Throughout his life, Tolkien had cultivated a love of language, especially ancient languages. At Oxford he would major in philology, which is the study of words and language. He would be much influenced by Icelandic, Norse and Gothic mythology. Even some of the characters and place names he would later develop would be drawn from the names from ancient sagas. The forest of Mirkwood, which played a prominent roll in both 'The Hobbit' and in 'The Lord of the Rings' was borrowed from Icelandic mythology. The names of many of the dwarves in 'The Hobbit' were actual placenames in the myths.

Having reached the age of maturity in 1914, while still attending college, he looked up his lost love, Edith Bratt, and proposed marriage.

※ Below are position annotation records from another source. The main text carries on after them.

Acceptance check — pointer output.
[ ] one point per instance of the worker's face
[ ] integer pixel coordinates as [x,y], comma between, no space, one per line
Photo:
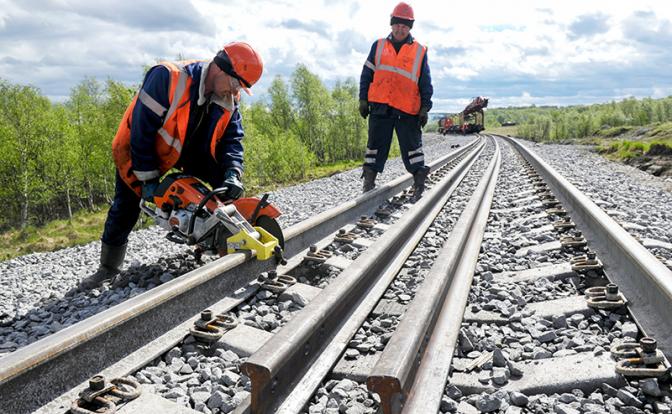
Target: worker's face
[400,31]
[225,84]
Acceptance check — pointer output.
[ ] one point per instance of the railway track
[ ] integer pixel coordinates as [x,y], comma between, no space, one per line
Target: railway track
[355,308]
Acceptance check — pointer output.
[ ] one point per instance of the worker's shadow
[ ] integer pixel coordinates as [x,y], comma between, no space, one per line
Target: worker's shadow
[56,313]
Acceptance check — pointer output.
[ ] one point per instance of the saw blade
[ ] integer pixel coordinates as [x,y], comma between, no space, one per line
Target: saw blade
[270,225]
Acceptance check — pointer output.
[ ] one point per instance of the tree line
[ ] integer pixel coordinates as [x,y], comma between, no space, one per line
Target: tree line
[546,123]
[57,157]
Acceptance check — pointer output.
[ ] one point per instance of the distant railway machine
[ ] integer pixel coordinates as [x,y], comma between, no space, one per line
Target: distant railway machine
[471,120]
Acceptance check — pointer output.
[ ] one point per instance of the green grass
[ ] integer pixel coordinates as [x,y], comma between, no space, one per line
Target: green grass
[509,130]
[86,227]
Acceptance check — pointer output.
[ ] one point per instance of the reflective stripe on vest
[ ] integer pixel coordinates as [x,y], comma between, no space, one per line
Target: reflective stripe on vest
[396,76]
[170,137]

She had accepted a proposal from another quarter, but in the end was persuaded to return to Tolkien. They would marry in 1916.

World War I, the war to end all wars, came in 1914. It would forever mark the end of many of the Empires of Europe and would unleash death across the European Continent. Tolkien lost many of his friends in the war, and he himself would serve as an officer on the front lines at the Battle of the Somme. He caught trench fever in 1917 and was sent back to England to recuperate. He would not see front line service again.

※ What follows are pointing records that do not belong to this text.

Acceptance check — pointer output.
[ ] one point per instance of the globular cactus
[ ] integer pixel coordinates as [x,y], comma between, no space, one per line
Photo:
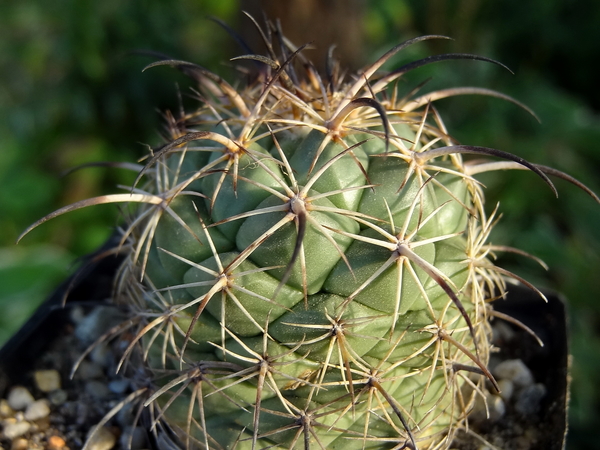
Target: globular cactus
[307,264]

Throughout his schooldays he had been a determined poet and scholar. His interest in language was such that he had even developed his own languages based loosely on Finnish and Welsh. It was while recuperating in Birmingham, with his wife at his side, that he began to create a mythology behind his languages. This work would one day result in his famous books.

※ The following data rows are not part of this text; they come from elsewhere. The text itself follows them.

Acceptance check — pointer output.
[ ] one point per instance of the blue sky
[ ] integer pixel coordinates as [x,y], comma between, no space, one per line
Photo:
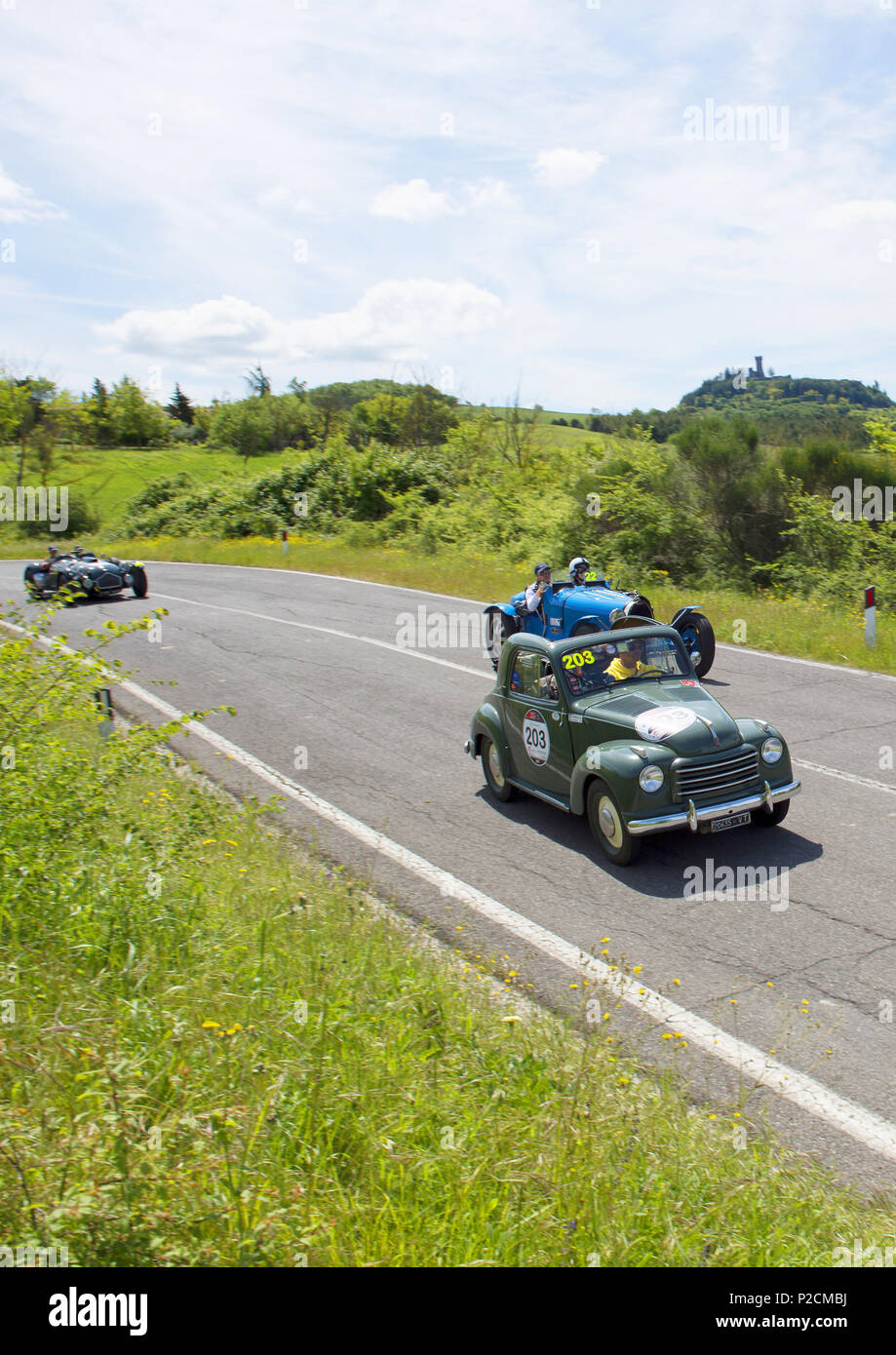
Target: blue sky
[495,195]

It was about this time that Tolkien was blessed with the first of his four children. After the war he was offered a professorship at the University of Leeds. Besides lecturing, he continued work on his mythology. He felt that he, in a sense, was creating England's mythology.

In 1925 Tolkien with a colleague published a translation and analysis of 'Sir Gawain and the Green Knight.' It was a turning point in his career. It brought him notice at Oxford where he was offered the professorship of Anglo-Saxon.

'The Hobbit', the work that would make him famous, came out in 1936. He began it one evening while grading exam papers. Seated at his desk, he opened up an exam booklet to find the first e blank. He was surprised and pleased that the student had somehow entirely skipped the e. It seemed an invitation to write, and in that space he began his work on 'The Hobbit'.

The finished manuscript of 'The Hobbit' fell into the hands of George Allen and Unwin, Publishers. Unwin paid his ten year old son a shilling to read the story and report on its publishability. The young man lavished praise on the book, and Unwin decided to take a risk on it.

'The Hobbit' soon became a best seller and made Professor Tolkien famous. He was already well-known as a scholar for his work in Philology, and he was also part of a group of friends who called themselves the Inklings. The center of this group was C.S. Lewis who would long be one of Tolkien's best friends and admirers.

In the late 1930's Tolkien began writing the 'Lord of the Rings'. Work on the story would go on for ten and a half years. He gave first chance at publication to Allen & Unwin, the publishers of 'The Hobbit'. But it was rejected by a staff editor when Unwin was away on business in France. The younger 'Unwin' was now in the family publishing business. He found out about the rejected manuscript, wrote to his father in France, requesting permission to take on the project. Recalling the success of 'The Hobbit', but skeptical about a 'hobbit book' written for adults, he acquiesced to his son's request reluctantly.

'The Lord of the Rings' was published in three parts and would become a huge publishing success.

Fame and fortune were both a blessing and a bane for Tolkien. He enjoyed the popularity of his work. Yet, he was burdened with work responding to his adoring public. After his retirement at Oxford, he and his wife Edith moved to Bournemouth in 1966. Edith died in 1971. The loss of his life's companion did not sit well with Tolkien; yet he struggled on for some two years till his death of Pneumonia on 2 September 1973.